President Donald Trump announced Tuesday that he will release the "unredacted transcript" of a phone call he had with the president of Ukraine in which, a whistleblower claims, Trump pressured the foreign leader to investigate former Vice President Joe Biden and his son, Hunter BIden.
What did Trump say?
"I am currently at the United Nations representing our Country," Trump wrote in a tweet on Tuesday afternoon, "but have authorized the release tomorrow of the complete, fully declassified and unredacted transcript of my phone conversation with President Zelensky of Ukraine. You will see it was a very friendly and totally appropriate call. No pressure and, unlike Joe Biden and his son, NO quid pro quo! This is nothing more than a continuation of the Greatest and most Destructive Witch Hunt of all time!"
....You will see it was a very friendly and totally appropriate call.
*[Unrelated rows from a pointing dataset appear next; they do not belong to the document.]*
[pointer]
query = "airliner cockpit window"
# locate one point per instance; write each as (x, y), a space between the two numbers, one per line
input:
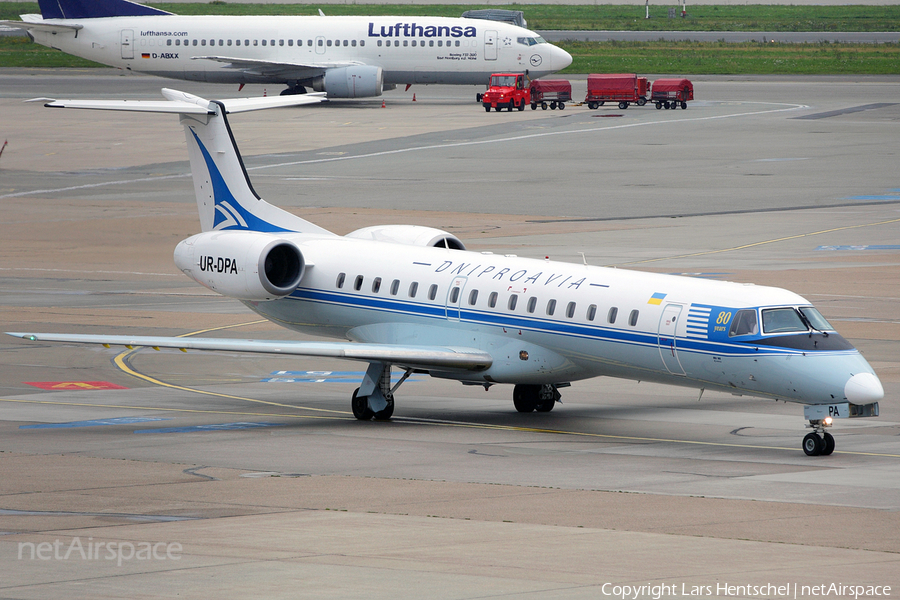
(744, 323)
(816, 319)
(783, 320)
No pressure and, unlike Joe Biden and his son… https://t.co/Tfrm47brud— Donald J. Trump (@Donald J. Trump) 1569348731.0
What phone call?
An anonymous whistleblower from within the U.S. government reported that Trump urged Ukrainian President Volodymyr Zelensky to investigate Hunter Biden's dealings with a Ukrainian natural gas firm known as Burisma Holdings.
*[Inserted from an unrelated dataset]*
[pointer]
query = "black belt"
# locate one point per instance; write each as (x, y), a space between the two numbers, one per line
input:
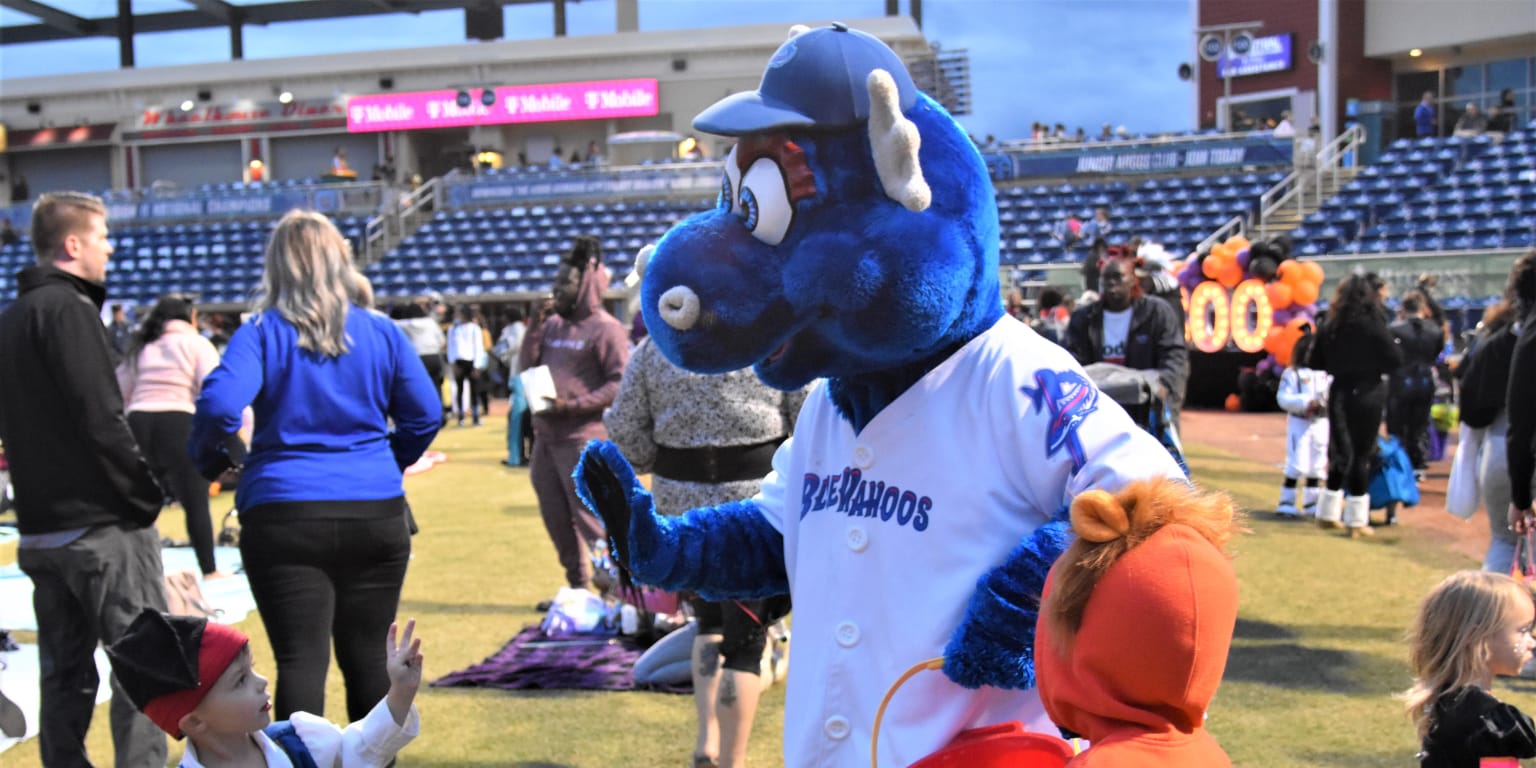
(716, 464)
Joe Biden would also fall into the scope of this investigation, since he has admitted that while he was vice president he pressured the Ukrainian Parliament to remove a corrupt prosecutor who also happened to worry the oligarch who owned Burisma. The prosecutor was removed from office, and his replacement shelved the investigation into Burisma within a year.
Why does this phone conversation matter?
Democrats have cried foul at the possibility of Trump asking a foreign leader to investigate two U.S. citizens.
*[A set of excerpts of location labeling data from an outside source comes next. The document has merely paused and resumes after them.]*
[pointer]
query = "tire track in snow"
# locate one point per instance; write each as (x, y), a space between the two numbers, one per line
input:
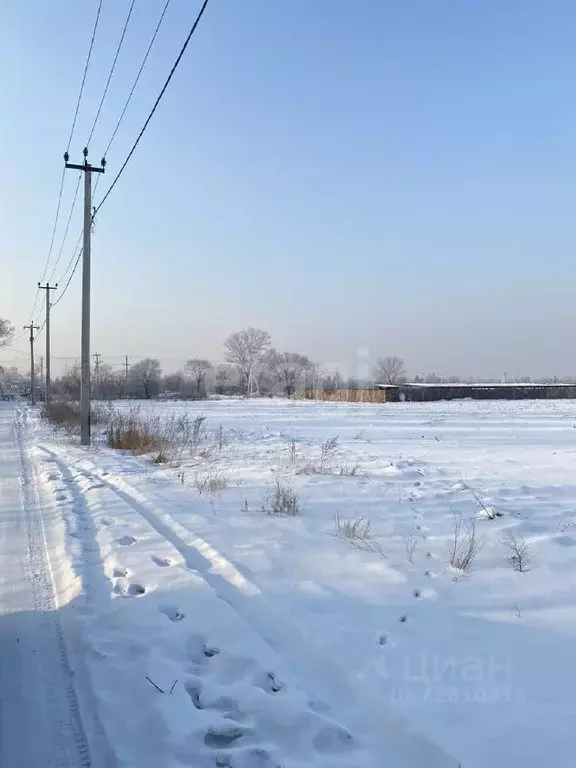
(353, 705)
(70, 743)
These accusations against Trump stemming from this whistleblower accusation have been enough to push congressional Democrats closer to impeachment. Shortly after Trump's tweet, Speaker of the House Rep. Nancy Pelosi (D-Calif.) said that she thought that the House was "ready" to try impeaching Trump because now members of Congress "have the facts."
Rep. John Lewis (D-Ga.) announced that he was also endorsing impeachment, and the Democrats seem closer than ever before to having the simple majority they would need to move forward with that process.
Asked by The Atlantic's Jeffrey Goldberg if her caucus would stand down if, when Trump releases his transcript, it turns out to be "more benign" than Democrats had expected, Pelosi seemed unfazed. "No," she said. "It's not about that. This is about the Constitution of the United States. And we have many other, shall we say, candidates for impeachable offense under the Constitution of the United States. But this one is the most understandable by the public."
According to the Wall Street Journal, Pelosi will announce at 5 p.m. ET that she plans to launch a formal impeachment inquiry.